"ne giyeceksiniz bu akşam?" chaeryeong elindeki kahveleri masaya bırakırken neşeyle sordu.
"gelinlik. ryujin benim güzelliğimi görünce ilk görüşte aşık olacağı için hazırlıklı gitmeyi planlıyorum" lia'nın sesiyle beraber kafamı telefonumdan kaldırdım ve kaşlarımı anlamazlıkla çattım.
"bi yere mi gidiyoruz?"
chaeryeong tam lia'ya laf atacaktı ki benim cümlem ikisinin de dehşetle bana dönmesine sebep oldu. "yuna, lütfen taşak geçiyorum de. iki haftadır sadece bu konu hakkında konuşuyoruz. bizi bu kadar sikine takmıyor olamazsın."
"yo ne alakası var iki dakika dalmışım sadece." saçma bahanemin hiçbir anlam ifade etmediğinin ve muhtemelen önümüzdeki on dakika boyunca azarlanacağımın farkındaydım. ama telefon bağımlısı olmak ve her dakika tüm sosyal medya hesaplarımı kontrol etme ihtiyacı duymak benim elimde olan bir şey değildi.
neyse ki düşündüğüm gibi olmadı. lia sakinleşmek ister gibi bir nefes verip gülümsedi ve, "yuna, gerizekalı arkadaşım, hani bu akşam milyonların crushı, insanların üstüne basması için sıraya gireceği yüce başkomutan başbuğ denizlerin ve karanın hakimi tanrı ryujin'in konseri var ya hani. bunu bilmiyor olamazsın di mi?"

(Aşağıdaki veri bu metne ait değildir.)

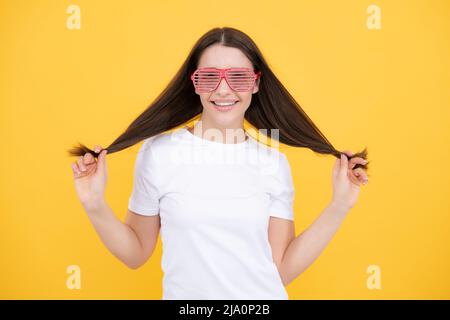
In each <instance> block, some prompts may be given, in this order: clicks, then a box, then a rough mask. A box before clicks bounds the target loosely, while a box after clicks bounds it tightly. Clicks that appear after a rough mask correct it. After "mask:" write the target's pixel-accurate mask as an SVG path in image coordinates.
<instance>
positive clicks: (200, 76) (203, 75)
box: [191, 68, 261, 93]
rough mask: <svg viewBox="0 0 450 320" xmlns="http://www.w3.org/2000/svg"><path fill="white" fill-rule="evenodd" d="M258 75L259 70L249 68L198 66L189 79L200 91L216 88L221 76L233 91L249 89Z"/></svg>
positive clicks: (209, 89)
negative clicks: (227, 83) (203, 67)
mask: <svg viewBox="0 0 450 320" xmlns="http://www.w3.org/2000/svg"><path fill="white" fill-rule="evenodd" d="M260 76H261V71H259V72H257V73H254V72H253V70H252V69H250V68H227V69H218V68H199V69H197V70H195V71H194V72H193V73H192V75H191V80H192V82H193V83H194V87H195V89H196V90H197V92H200V93H206V92H212V91H214V90H216V89H217V87H218V86H219V84H220V81H222V78H225V81H226V82H227V83H228V86H229V87H230V88H231V89H232V90H234V91H251V90H252V89H253V86H254V85H255V81H256V79H258V78H259V77H260Z"/></svg>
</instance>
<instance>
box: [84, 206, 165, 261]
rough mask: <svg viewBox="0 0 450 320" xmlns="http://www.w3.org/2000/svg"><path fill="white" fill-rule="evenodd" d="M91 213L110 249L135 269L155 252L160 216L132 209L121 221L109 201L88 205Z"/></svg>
mask: <svg viewBox="0 0 450 320" xmlns="http://www.w3.org/2000/svg"><path fill="white" fill-rule="evenodd" d="M86 212H87V213H88V217H89V219H90V221H91V223H92V225H93V226H94V228H95V231H96V232H97V234H98V235H99V237H100V239H101V241H102V242H103V244H104V245H105V246H106V247H107V248H108V250H109V251H110V252H111V253H112V254H113V255H114V256H115V257H117V258H118V259H119V260H120V261H122V262H123V263H124V264H125V265H127V266H128V267H129V268H131V269H137V268H139V267H140V266H142V265H143V264H144V263H145V262H146V261H147V260H148V259H149V257H150V256H151V255H152V253H153V251H154V249H155V246H156V243H157V240H158V234H159V229H160V216H159V215H155V216H143V215H139V214H136V213H134V212H132V211H130V210H128V212H127V215H126V217H125V222H122V221H120V220H119V219H118V218H117V217H116V215H115V214H114V212H113V211H112V210H111V208H110V207H109V205H108V204H107V203H106V201H101V202H100V203H98V204H97V205H95V206H90V207H89V208H88V209H86Z"/></svg>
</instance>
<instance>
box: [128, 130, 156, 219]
mask: <svg viewBox="0 0 450 320" xmlns="http://www.w3.org/2000/svg"><path fill="white" fill-rule="evenodd" d="M153 138H154V137H152V138H148V139H146V140H145V141H144V143H143V144H142V146H141V148H140V149H139V152H138V155H137V157H136V162H135V166H134V180H133V190H132V192H131V196H130V198H129V200H128V209H130V210H131V211H133V212H136V213H138V214H140V215H144V216H153V215H157V214H159V194H160V193H159V190H158V187H157V180H156V176H155V173H156V172H157V168H156V167H155V161H154V159H153V155H152V150H151V149H152V148H151V147H152V146H151V144H152V142H153Z"/></svg>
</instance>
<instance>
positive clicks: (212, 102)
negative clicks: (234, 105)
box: [211, 101, 237, 107]
mask: <svg viewBox="0 0 450 320" xmlns="http://www.w3.org/2000/svg"><path fill="white" fill-rule="evenodd" d="M211 102H212V103H213V104H215V105H216V106H220V107H229V106H232V105H234V104H236V102H237V101H230V102H215V101H211Z"/></svg>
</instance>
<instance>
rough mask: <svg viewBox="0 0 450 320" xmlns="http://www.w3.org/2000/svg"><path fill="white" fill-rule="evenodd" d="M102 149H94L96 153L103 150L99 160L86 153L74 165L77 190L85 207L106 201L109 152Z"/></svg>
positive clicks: (74, 170)
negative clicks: (108, 158)
mask: <svg viewBox="0 0 450 320" xmlns="http://www.w3.org/2000/svg"><path fill="white" fill-rule="evenodd" d="M102 149H103V148H102V147H101V146H95V147H94V151H95V152H96V153H98V152H100V150H101V152H100V154H99V155H98V157H97V159H95V157H94V156H93V155H92V154H90V153H85V154H84V156H80V157H79V158H78V160H77V161H75V162H73V163H72V171H73V176H74V180H75V190H76V192H77V195H78V198H79V199H80V201H81V203H82V204H83V205H84V206H95V204H97V203H99V202H100V201H103V200H104V196H105V189H106V181H107V167H106V153H107V150H102Z"/></svg>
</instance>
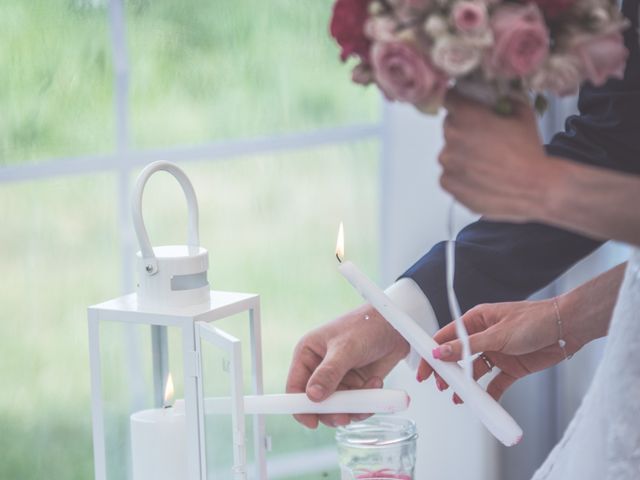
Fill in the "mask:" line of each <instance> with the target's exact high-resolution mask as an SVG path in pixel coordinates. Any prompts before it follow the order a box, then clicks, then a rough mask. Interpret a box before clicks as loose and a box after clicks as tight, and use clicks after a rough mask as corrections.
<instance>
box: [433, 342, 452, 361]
mask: <svg viewBox="0 0 640 480" xmlns="http://www.w3.org/2000/svg"><path fill="white" fill-rule="evenodd" d="M452 353H453V349H452V348H451V345H440V346H439V347H438V348H434V349H433V351H432V352H431V354H432V355H433V358H435V359H436V360H440V359H441V358H447V357H448V356H450V355H451V354H452Z"/></svg>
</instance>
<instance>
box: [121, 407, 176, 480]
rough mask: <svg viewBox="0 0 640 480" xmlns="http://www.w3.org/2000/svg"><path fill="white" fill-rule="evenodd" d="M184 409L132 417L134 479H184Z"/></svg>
mask: <svg viewBox="0 0 640 480" xmlns="http://www.w3.org/2000/svg"><path fill="white" fill-rule="evenodd" d="M186 441H187V439H186V422H185V416H184V407H183V408H181V409H178V408H155V409H151V410H142V411H140V412H136V413H134V414H132V415H131V455H132V458H131V461H132V464H133V479H134V480H176V479H178V478H187V476H188V467H187V451H186Z"/></svg>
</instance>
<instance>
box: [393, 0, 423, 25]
mask: <svg viewBox="0 0 640 480" xmlns="http://www.w3.org/2000/svg"><path fill="white" fill-rule="evenodd" d="M388 2H389V4H390V5H391V7H392V8H393V11H394V13H395V14H396V16H397V17H398V19H399V20H400V21H402V22H410V21H411V20H412V19H414V18H416V17H419V16H420V15H422V14H423V13H426V11H427V9H428V8H429V7H430V6H431V4H432V3H433V0H388Z"/></svg>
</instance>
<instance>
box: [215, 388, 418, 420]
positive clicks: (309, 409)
mask: <svg viewBox="0 0 640 480" xmlns="http://www.w3.org/2000/svg"><path fill="white" fill-rule="evenodd" d="M409 402H410V398H409V395H407V392H405V391H404V390H391V389H381V388H378V389H363V390H345V391H339V392H335V393H334V394H333V395H331V396H330V397H329V398H327V399H326V400H323V401H322V402H313V401H311V400H309V398H308V397H307V395H306V394H305V393H284V394H276V395H248V396H245V397H244V412H245V413H246V414H247V415H255V414H263V415H293V414H299V413H318V414H323V413H396V412H401V411H404V410H406V409H407V408H408V407H409ZM204 403H205V412H206V413H207V414H209V415H211V414H228V413H231V398H229V397H218V398H215V397H214V398H211V397H210V398H207V399H205V402H204Z"/></svg>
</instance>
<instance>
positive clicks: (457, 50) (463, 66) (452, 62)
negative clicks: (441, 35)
mask: <svg viewBox="0 0 640 480" xmlns="http://www.w3.org/2000/svg"><path fill="white" fill-rule="evenodd" d="M432 59H433V63H434V64H435V65H437V66H438V67H439V68H441V69H442V70H443V71H444V72H446V73H447V74H448V75H451V76H452V77H459V76H462V75H466V74H467V73H469V72H471V71H472V70H474V69H475V68H476V67H477V66H478V65H480V61H481V60H482V50H481V49H480V48H478V47H477V46H475V45H473V44H472V43H471V42H468V41H466V39H465V38H460V37H454V36H445V37H440V38H439V39H438V40H436V43H435V45H434V46H433V52H432Z"/></svg>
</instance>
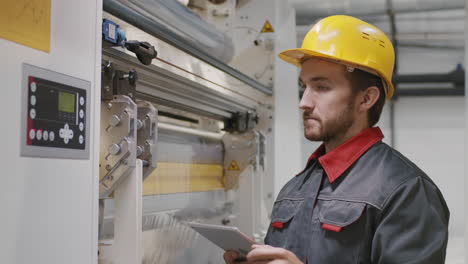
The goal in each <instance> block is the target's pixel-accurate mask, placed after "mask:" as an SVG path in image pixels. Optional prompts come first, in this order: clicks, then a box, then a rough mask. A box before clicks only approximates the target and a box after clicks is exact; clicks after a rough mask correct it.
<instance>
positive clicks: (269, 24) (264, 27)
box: [261, 20, 275, 33]
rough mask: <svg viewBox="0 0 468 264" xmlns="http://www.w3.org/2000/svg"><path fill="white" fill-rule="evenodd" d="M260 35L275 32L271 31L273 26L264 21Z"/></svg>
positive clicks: (267, 22)
mask: <svg viewBox="0 0 468 264" xmlns="http://www.w3.org/2000/svg"><path fill="white" fill-rule="evenodd" d="M261 32H262V33H269V32H275V30H274V29H273V26H272V25H271V23H270V21H268V20H267V21H265V24H263V28H262V31H261Z"/></svg>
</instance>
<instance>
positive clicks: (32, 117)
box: [29, 108, 36, 119]
mask: <svg viewBox="0 0 468 264" xmlns="http://www.w3.org/2000/svg"><path fill="white" fill-rule="evenodd" d="M29 117H31V119H34V118H36V109H34V108H31V110H29Z"/></svg>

"ryujin kim?" evet. sınırları zorluyordum. ama hayatta bazen risk almak gerekir öyle değil mi?
"e yok artık amına koyayım. köylü babannem bile tanıyor ryujin'i mağarada mı yaşıyorsun" bu sefer konuşan chaeryeong'tu. chaeryeong sinirlenince biraz korkunç oluyordu açıkçası. bu nedenle en güçlü taktiğimi kullanmaya karar verdim.
dudaklarımı büzdüm ve, "siz hep benim üstüme çok geliyorsunuz ben her gece ağlayıp acaba chaeryeong ve liayı nasıl mutlu ederim diye düşünüyorum sizin için saçımı süpürge ediyorum ama aldığım tek karşılık azar ben ben daha ne yap-"
"ryujin'i tanımıyor musun gerçekten."
"hayır. okulda ikinizden başka birinin adını bilmiyorum."
"yuna cevrenden bu kadar bağımsız olman bazen beni korkutuyor ama endişelenme bebeğim, lia unnien yanında." abartı bir şefkatle yanağımı okşadıktan sonra devam etti, "bir üst sınıfımız. ryujin yani. dünyanın en havalı kişiliği. küçük bir rock grupları var 4 kişilik. diğer üçü de hwang Yeji, ha sooyoung, jeon heejin. dördü de taş gibi. bir araya geldiklerinde elim ayağım titriyo o derece. neyse işte minik bir konser veriyorlarmış bu akşam. normalde sadece okuldakiler içindi ama okul dışından da baya gelen olacakmış duyduğuma göre. ay çok konuştum nefesim kesildi. biraz soluklanıyım."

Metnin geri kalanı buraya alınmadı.